Unsereins freut sich, wenn er zum Geburtstag einen "Minus 10 Prozent"-Gutschein vom Supermarkt des Vertrauens im Postkasterl vorfindet. Oder zum "Mitarbeiter:in des Monats" gewählt wird und deshalb ein Kantinen-Mittagessen gratis bekommt. Home-Videos betiteln wir mit "Urlaub mit der Familie am schönsten Strand der Welt" oder, wenn wir besonders crazy drauf sind, mit "Geburtstagsparty mit Weed-Fun". Und wenn wir uns in der Umkleidekabine des Gyms nicht vor Scham verstecken müssen, dann fühlen wir uns sowieso wie der King oder die Queen der Welt.

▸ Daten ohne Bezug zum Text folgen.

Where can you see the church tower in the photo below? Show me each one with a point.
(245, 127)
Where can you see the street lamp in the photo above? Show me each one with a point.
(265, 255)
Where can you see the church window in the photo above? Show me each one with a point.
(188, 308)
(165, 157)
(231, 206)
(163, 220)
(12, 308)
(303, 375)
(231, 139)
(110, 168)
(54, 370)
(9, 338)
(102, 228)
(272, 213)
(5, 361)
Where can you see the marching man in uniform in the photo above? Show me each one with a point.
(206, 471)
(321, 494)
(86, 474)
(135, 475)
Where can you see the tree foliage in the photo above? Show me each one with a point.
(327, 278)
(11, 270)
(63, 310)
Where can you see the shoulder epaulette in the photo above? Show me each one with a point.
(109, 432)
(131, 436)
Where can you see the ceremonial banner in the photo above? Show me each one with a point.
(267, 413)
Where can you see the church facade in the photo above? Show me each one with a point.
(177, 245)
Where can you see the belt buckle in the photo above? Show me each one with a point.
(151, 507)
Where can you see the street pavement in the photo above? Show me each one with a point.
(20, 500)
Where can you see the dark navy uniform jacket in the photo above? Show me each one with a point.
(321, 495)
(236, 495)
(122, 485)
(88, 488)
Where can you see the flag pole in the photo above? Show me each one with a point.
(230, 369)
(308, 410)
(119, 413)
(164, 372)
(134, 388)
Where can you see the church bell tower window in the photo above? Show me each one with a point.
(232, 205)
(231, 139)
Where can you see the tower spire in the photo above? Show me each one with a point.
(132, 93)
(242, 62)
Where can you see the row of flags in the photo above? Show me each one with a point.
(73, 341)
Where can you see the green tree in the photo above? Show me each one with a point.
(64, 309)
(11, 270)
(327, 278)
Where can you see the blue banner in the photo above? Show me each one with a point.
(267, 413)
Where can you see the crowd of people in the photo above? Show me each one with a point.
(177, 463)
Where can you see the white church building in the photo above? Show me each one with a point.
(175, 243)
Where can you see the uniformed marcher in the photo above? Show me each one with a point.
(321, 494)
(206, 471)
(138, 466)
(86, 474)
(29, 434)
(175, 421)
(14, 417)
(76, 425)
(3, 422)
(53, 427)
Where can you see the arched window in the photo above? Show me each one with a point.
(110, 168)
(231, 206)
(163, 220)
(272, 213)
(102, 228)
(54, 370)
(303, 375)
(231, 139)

Bei Rocco Siffredi schaut die Welt ein bisschen anders aus. Zuhause im Regal stehen Awards für "Best Anal Sex Scene" oder "Best Group Sex Scene". Seine Videos drehen sich nicht um Familienidylle, sondern um "Buttman’s European Vacation", "Furious Fuckers – Final Race" oder auch "Rocco’s True Anal Stories". Mit rund 5.000 Kolleginnen ist er nicht nur Kaffee trinken gegangen, sondern hatte (knallharten, gar gewaltvollen) Sex vor der Kamera. Und wenn ER sich in der Umkleidekabine zeigt, sind ihm sämtliche Blicke sicher – weil er 24 Zentimeter sein Eigen nennt.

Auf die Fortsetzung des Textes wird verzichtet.